You are viewing a plain text version of this content. The canonical link for it is here.
Posted to dev@hbase.apache.org by "Du, Jingcheng" <ji...@intel.com> on 2014/03/20 08:43:04 UTC

Backup HMasters will go down if the zk connection expires without recovery

Dear Devs,

  Now I encounter a problem in the HMaster.
  Currently I run multiple HMasters in a cluster. If the ZK connection of one of the backup HMasters expires, this backup HMaster will go down directly without recovering the ZK connection.
I saw there were such code in the HMaster.abortNow() listed below, the fail.fast only works for active HMaster. Do the backup ones need to be recovered if the zk connection expires? Please advise. Thanks.

if (!this.isActiveMaster || this.stopped) {
      return true;
    }
boolean failFast = conf.getBoolean("fail.fast.expired.active.master", false);


Regards,
Jingcheng

Re: Backup HMasters will go down if the zk connection expires without recovery

Posted by ramkrishna vasudevan <ra...@gmail.com>.
I think if we need the recovering behaviour for the back up master also, we
could do that by introducing a similar config and retrying with the zk.
 Any specific reason why it was not retried?

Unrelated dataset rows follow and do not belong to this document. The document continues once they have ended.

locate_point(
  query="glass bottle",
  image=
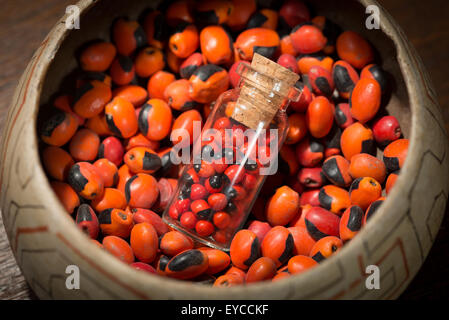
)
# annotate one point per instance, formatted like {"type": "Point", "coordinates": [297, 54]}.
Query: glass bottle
{"type": "Point", "coordinates": [237, 149]}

May be some one aware of this
part of the design can suggest on that.

Regards
Ram


On Thu, Mar 20, 2014 at 1:13 PM, Du, Jingcheng <ji...@intel.com>wrote:

> Dear Devs,
>
>   Now I encounter a problem in the HMaster.
>   Currently I run multiple HMasters in a cluster. If the ZK connection of
> one of the backup HMasters expires, this backup HMaster will go down
> directly without recovering the ZK connection.
> I saw there were such code in the HMaster.abortNow() listed below, the
> fail.fast only works for active HMaster. Do the backup ones need to be
> recovered if the zk connection expires? Please advise. Thanks.
>
> if (!this.isActiveMaster || this.stopped) {
>       return true;
>     }
> boolean failFast = conf.getBoolean("fail.fast.expired.active.master",
> false);
>
>
> Regards,
> Jingcheng
>

Re: Backup HMasters will go down if the zk connection expires without recovery

Posted by Nick Dimiduk <nd...@gmail.com>.
I agree that resuming the process is best handled by site-local tooling.
Could be we do a better job of informing that tooling regarding the nature
of the failure. Well defined exit codes, for instance, may be useful.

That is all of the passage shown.